Cameraphoto / Art Resource, NY
Figure 1: Vitruvian Man, Gallerie dell'Accademia, Venice.

Vitruvian Man has become a pop-culture icon, featured in everything from the logo of a human research protection committee at the University of California in San Francisco to a major clue in Dan Brown's thriller, The Da Vinci Code.

Leonardo based his drawing on ideas from the ancient Roman architect Vitruvius and his ten-volume treatise De Architectura: The Planning of Temples, compiled at the close of the first century BC:

  • The planning of temples depends on symmetry.
  • This symmetry must be based on the perfect proportions of the human body.
  • The human body has certain fixed proportions. For example:
  • • Four fingers make one palm.

    • The face from the chin to the top of the forehead is a tenth of a person's height.

    • The foot is a sixth of the height of the body.

    • The palm of the hand from the wrist to the top of the middle finger is also a tenth part.

    • The greatest width of the shoulders is a fourth of the body's height.

    • The navel is the exact center of the body.

    • The length of a person's outspread arms is equal to his or her height.

  • If a person lies on his back with outspread hands and feet, and the center of a circle is placed on his navel, his fingers and toes will touch the circumference of the circle.

Basically, Vitruvius believed that the perfect proportion of a temple must correspond to the perfect proportion of a man: a man fitting his body into both a circle and a square.

Not surprisingly, Leonardo — despite the attempts of others before him — found this divine relationship of the rational (and geometrical) relationship of body parts to the whole person, which he illustrated in Vitruvian Man. He started with a perfectly proportioned man (using two young men as models) and then found the circle and the square within the figure. By correcting inconsistencies in previous drawings, he showed the triumph of empiricism (relying on observation and experimentation) over taking old belief systems for granted, without testing them firsthand.

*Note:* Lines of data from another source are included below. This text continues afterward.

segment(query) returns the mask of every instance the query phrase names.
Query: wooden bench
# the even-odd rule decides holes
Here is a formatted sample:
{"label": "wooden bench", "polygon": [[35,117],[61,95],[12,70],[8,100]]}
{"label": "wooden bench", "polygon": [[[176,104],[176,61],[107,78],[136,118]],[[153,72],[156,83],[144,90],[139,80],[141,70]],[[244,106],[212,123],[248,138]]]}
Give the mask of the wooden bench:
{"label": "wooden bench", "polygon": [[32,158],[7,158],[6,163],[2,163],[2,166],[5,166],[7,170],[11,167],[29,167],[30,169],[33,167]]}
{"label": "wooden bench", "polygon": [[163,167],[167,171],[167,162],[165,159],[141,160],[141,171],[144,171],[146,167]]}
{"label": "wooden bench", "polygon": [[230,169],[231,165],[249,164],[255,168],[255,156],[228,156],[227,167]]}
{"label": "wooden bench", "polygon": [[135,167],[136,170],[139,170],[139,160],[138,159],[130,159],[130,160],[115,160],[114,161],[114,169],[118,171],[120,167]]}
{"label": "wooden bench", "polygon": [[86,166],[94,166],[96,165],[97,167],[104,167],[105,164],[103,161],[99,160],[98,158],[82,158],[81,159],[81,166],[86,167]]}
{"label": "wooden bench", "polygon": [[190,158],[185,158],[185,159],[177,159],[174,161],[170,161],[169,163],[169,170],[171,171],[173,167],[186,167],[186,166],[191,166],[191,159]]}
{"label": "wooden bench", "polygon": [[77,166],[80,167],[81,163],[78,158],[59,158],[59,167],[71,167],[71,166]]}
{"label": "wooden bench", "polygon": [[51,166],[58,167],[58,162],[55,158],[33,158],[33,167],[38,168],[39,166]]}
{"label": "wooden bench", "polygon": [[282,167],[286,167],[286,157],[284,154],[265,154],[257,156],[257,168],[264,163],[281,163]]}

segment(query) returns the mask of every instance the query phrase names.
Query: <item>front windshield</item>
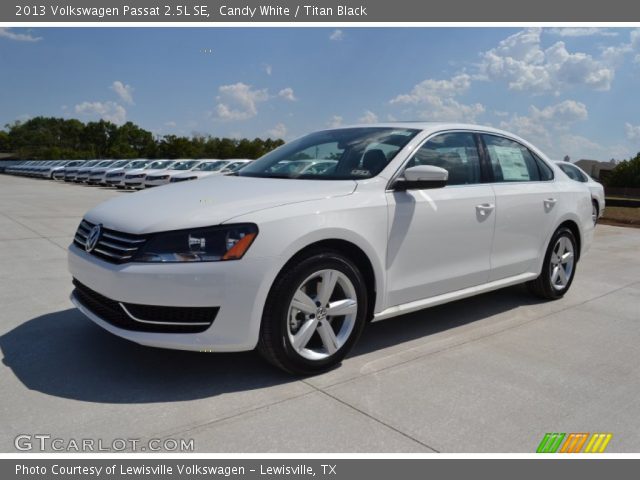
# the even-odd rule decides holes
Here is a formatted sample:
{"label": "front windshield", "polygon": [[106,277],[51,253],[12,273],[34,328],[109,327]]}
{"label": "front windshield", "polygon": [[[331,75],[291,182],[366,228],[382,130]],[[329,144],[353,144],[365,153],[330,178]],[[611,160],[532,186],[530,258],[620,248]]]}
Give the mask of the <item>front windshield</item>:
{"label": "front windshield", "polygon": [[100,162],[96,167],[107,167],[113,163],[113,160],[105,160],[104,162]]}
{"label": "front windshield", "polygon": [[127,165],[124,166],[125,170],[129,170],[132,168],[143,168],[145,165],[147,165],[149,162],[147,160],[136,160],[135,162],[131,162],[128,163]]}
{"label": "front windshield", "polygon": [[83,167],[93,167],[96,163],[98,163],[97,160],[92,160],[91,162],[85,163]]}
{"label": "front windshield", "polygon": [[170,165],[174,163],[173,160],[158,160],[156,162],[152,162],[145,167],[145,170],[159,170],[162,168],[168,168]]}
{"label": "front windshield", "polygon": [[324,130],[247,164],[242,177],[359,180],[378,175],[419,130],[360,127]]}
{"label": "front windshield", "polygon": [[245,165],[249,165],[249,162],[232,162],[222,169],[223,172],[237,172]]}
{"label": "front windshield", "polygon": [[186,160],[177,162],[171,167],[171,170],[191,170],[194,166],[200,163],[200,160]]}
{"label": "front windshield", "polygon": [[223,160],[218,162],[203,162],[193,169],[194,172],[215,172],[224,167],[227,163]]}
{"label": "front windshield", "polygon": [[111,168],[122,167],[123,165],[126,165],[127,163],[129,163],[129,160],[118,160],[117,162],[113,162],[111,164]]}

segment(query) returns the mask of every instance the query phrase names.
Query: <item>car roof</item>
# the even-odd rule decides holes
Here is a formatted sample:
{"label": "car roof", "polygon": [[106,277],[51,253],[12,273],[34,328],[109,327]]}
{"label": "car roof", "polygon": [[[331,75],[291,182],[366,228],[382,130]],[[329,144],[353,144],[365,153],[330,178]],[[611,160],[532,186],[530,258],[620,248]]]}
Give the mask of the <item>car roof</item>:
{"label": "car roof", "polygon": [[496,135],[505,136],[516,140],[517,142],[522,143],[523,145],[531,148],[538,154],[541,154],[546,160],[549,161],[548,157],[544,155],[544,153],[533,145],[531,142],[525,140],[518,135],[508,132],[506,130],[500,130],[499,128],[494,128],[486,125],[478,125],[474,123],[461,123],[461,122],[425,122],[425,121],[403,121],[403,122],[380,122],[380,123],[362,123],[355,125],[343,125],[336,128],[325,128],[323,131],[328,130],[341,130],[347,128],[370,128],[370,127],[378,127],[378,128],[405,128],[405,129],[415,129],[421,130],[424,133],[431,134],[437,133],[440,131],[446,130],[471,130],[477,131],[481,133],[493,133]]}
{"label": "car roof", "polygon": [[500,133],[510,137],[515,136],[511,132],[500,130],[498,128],[489,127],[486,125],[477,125],[473,123],[459,123],[459,122],[425,122],[425,121],[404,121],[404,122],[380,122],[380,123],[361,123],[354,125],[341,125],[335,128],[326,128],[325,130],[339,130],[345,128],[412,128],[416,130],[437,132],[440,130],[482,130],[485,132]]}

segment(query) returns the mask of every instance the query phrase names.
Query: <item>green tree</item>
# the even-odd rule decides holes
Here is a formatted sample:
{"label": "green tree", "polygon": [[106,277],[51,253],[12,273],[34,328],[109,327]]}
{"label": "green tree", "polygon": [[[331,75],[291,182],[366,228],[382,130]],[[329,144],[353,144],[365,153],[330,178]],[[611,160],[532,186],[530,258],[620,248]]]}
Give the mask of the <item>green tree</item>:
{"label": "green tree", "polygon": [[0,130],[0,152],[10,152],[11,141],[9,140],[9,134],[4,130]]}
{"label": "green tree", "polygon": [[34,117],[0,131],[0,151],[23,159],[75,158],[258,158],[284,142],[279,139],[232,139],[153,134],[133,122],[115,125],[98,120]]}
{"label": "green tree", "polygon": [[640,152],[634,158],[618,163],[606,182],[608,187],[640,188]]}

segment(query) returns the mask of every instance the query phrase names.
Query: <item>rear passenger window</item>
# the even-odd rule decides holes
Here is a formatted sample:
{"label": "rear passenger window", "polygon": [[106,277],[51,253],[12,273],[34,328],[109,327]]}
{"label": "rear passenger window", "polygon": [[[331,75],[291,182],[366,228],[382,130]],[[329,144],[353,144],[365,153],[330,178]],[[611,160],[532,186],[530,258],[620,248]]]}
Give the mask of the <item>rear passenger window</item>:
{"label": "rear passenger window", "polygon": [[560,163],[558,164],[558,166],[562,169],[564,173],[567,174],[567,176],[571,180],[575,180],[576,182],[582,182],[582,183],[585,183],[587,181],[587,177],[585,177],[584,174],[573,165]]}
{"label": "rear passenger window", "polygon": [[[529,149],[513,140],[482,135],[496,182],[535,182],[540,171]],[[553,173],[551,173],[553,176]]]}
{"label": "rear passenger window", "polygon": [[444,133],[418,149],[407,167],[434,165],[449,172],[447,185],[480,183],[480,159],[471,133]]}

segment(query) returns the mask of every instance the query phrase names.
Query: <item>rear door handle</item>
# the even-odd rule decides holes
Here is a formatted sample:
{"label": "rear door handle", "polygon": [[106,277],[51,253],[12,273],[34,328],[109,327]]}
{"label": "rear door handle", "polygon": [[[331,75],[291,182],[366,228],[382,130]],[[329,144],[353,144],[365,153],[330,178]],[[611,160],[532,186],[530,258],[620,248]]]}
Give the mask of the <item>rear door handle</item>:
{"label": "rear door handle", "polygon": [[556,204],[557,201],[558,200],[556,198],[547,198],[544,201],[544,206],[547,207],[547,208],[551,208]]}
{"label": "rear door handle", "polygon": [[496,208],[496,206],[493,203],[481,203],[480,205],[476,205],[476,210],[482,217],[489,215],[494,208]]}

Leonardo, however, took this idea of divine proportion a few steps further, applying his understanding of the structure of the human body to other patterns in nature. After all, as he put it, "Man is the model of the world." He established, for example, a relationship between the movements of the eye and the mind and the rays of the sun — though he wasn't always correct, he always had something interesting to say. Basically, Vitruvian Man represented Leonardo's larger attempt to relate the human form to the workings of the larger universe.

Testing your own little mug

The notion of beauty changes across time and cultures. However, studies have shown that beautiful people are more symmetrical and proportional than the average Joe. Physical symmetry generally reflects a person's youth, health, and fertility. And it all ties to evolution: In the past (like, 2,000 years ago), symmetrically shaped people had more babies.

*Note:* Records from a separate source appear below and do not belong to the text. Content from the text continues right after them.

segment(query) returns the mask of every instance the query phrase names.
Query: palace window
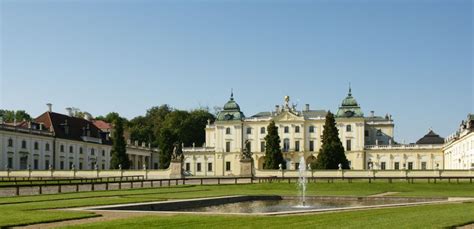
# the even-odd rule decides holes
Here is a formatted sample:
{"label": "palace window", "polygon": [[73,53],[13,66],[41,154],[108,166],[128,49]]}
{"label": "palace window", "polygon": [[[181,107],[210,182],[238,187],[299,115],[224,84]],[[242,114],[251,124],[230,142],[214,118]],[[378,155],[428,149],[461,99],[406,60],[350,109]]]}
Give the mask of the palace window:
{"label": "palace window", "polygon": [[191,171],[191,163],[187,162],[186,163],[186,172]]}
{"label": "palace window", "polygon": [[225,171],[230,171],[230,161],[225,162]]}
{"label": "palace window", "polygon": [[74,153],[74,148],[72,146],[69,146],[69,153]]}
{"label": "palace window", "polygon": [[94,154],[95,154],[95,149],[92,148],[92,149],[91,149],[91,155],[94,155]]}
{"label": "palace window", "polygon": [[287,126],[285,126],[285,128],[284,128],[284,132],[285,132],[285,134],[289,133],[289,132],[290,132],[290,128],[289,128],[289,127],[287,127]]}
{"label": "palace window", "polygon": [[300,163],[295,163],[295,170],[300,169]]}
{"label": "palace window", "polygon": [[59,146],[59,152],[64,153],[64,145]]}
{"label": "palace window", "polygon": [[13,147],[13,139],[8,139],[8,147]]}
{"label": "palace window", "polygon": [[295,151],[296,152],[300,151],[300,141],[295,141]]}
{"label": "palace window", "polygon": [[380,162],[380,169],[385,170],[386,163],[385,162]]}
{"label": "palace window", "polygon": [[295,133],[299,133],[300,132],[300,127],[299,126],[295,126]]}
{"label": "palace window", "polygon": [[49,169],[49,160],[44,161],[44,169]]}
{"label": "palace window", "polygon": [[252,134],[252,128],[247,128],[247,134]]}
{"label": "palace window", "polygon": [[346,140],[346,151],[351,151],[352,150],[351,143],[352,143],[351,139]]}
{"label": "palace window", "polygon": [[369,131],[368,131],[368,130],[364,131],[364,133],[365,133],[365,136],[366,136],[366,137],[369,136]]}
{"label": "palace window", "polygon": [[197,171],[197,172],[201,172],[201,162],[198,162],[198,163],[196,164],[196,167],[197,167],[197,168],[196,168],[196,171]]}
{"label": "palace window", "polygon": [[314,141],[313,140],[309,141],[309,151],[314,152]]}
{"label": "palace window", "polygon": [[309,126],[309,132],[314,133],[314,126]]}
{"label": "palace window", "polygon": [[400,162],[395,162],[395,163],[393,164],[393,168],[394,168],[395,170],[400,170]]}
{"label": "palace window", "polygon": [[421,162],[421,169],[426,170],[426,162],[425,161]]}
{"label": "palace window", "polygon": [[105,157],[105,150],[102,150],[102,157]]}
{"label": "palace window", "polygon": [[39,169],[38,159],[33,160],[33,169]]}
{"label": "palace window", "polygon": [[252,152],[252,143],[251,142],[248,142],[245,147],[248,147],[249,152]]}
{"label": "palace window", "polygon": [[265,142],[264,141],[260,142],[260,152],[265,152]]}
{"label": "palace window", "polygon": [[59,163],[59,169],[64,169],[64,161],[61,161],[61,162]]}
{"label": "palace window", "polygon": [[230,142],[225,143],[225,152],[229,153],[230,152]]}
{"label": "palace window", "polygon": [[8,168],[13,169],[13,158],[12,157],[8,158]]}
{"label": "palace window", "polygon": [[34,146],[33,146],[33,147],[34,147],[34,149],[35,149],[35,150],[38,150],[38,148],[39,148],[39,146],[38,146],[38,142],[35,142],[35,144],[34,144]]}
{"label": "palace window", "polygon": [[79,169],[82,169],[82,162],[79,162]]}
{"label": "palace window", "polygon": [[72,169],[72,166],[74,165],[74,163],[72,161],[69,162],[69,169]]}
{"label": "palace window", "polygon": [[21,141],[21,148],[26,149],[26,141]]}
{"label": "palace window", "polygon": [[413,170],[413,162],[408,162],[408,170]]}
{"label": "palace window", "polygon": [[283,152],[288,152],[290,150],[290,139],[283,139]]}
{"label": "palace window", "polygon": [[225,129],[225,134],[230,134],[230,128],[229,128],[229,127],[227,127],[227,128]]}
{"label": "palace window", "polygon": [[46,144],[44,145],[44,150],[49,151],[49,143],[46,143]]}
{"label": "palace window", "polygon": [[207,163],[207,171],[212,172],[212,162]]}
{"label": "palace window", "polygon": [[265,134],[265,127],[260,128],[260,133]]}
{"label": "palace window", "polygon": [[82,147],[79,147],[79,153],[82,154]]}
{"label": "palace window", "polygon": [[350,124],[347,125],[347,126],[346,126],[346,131],[347,131],[347,132],[351,132],[351,131],[352,131],[352,125],[350,125]]}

To complicate the whole notion of beauty, researches have found a certain ratio that repeats in attractive things, from seashells and faces to the Great Pyramids, the Parthenon, and Leonardo's paintings. This golden ratio (also known as the Fibonacci ratio, the divine ratio, and the golden mean) is 1:1.61803399 . . . , with the 1.618 . . . known as phi. Studies have shown, for example, that the most attractive people have an ideal ratio between the width of the nose and mouth of 1:1.618.

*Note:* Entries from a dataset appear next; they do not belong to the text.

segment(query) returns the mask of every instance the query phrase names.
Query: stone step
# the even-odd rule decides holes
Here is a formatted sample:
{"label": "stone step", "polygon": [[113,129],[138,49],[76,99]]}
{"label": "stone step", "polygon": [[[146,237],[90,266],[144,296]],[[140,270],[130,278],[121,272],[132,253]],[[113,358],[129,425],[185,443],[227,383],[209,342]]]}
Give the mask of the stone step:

Nothing definitively suggests that Leonardo was aware of phi per se, but he certainly knew about divine proportion and the beautifully proportioned human figure.

You can test out this symmetry idea yourself with a mirror and measuring tape:

  • Your eyes should lie halfway between the top of your head and your chin.
  • The bottom of your nose should be halfway between your eyes and chin.
  • Your mouth should be halfway between your nose and chin, and the corners of your mouth should line up with the centers of your eyes.
  • The tops of your ears should line up with your eyebrows, and the bottoms of your ears should line up with the bottom of your nose.

Hey, if you don't get the desired results, don't despair. There's always plastic surgery.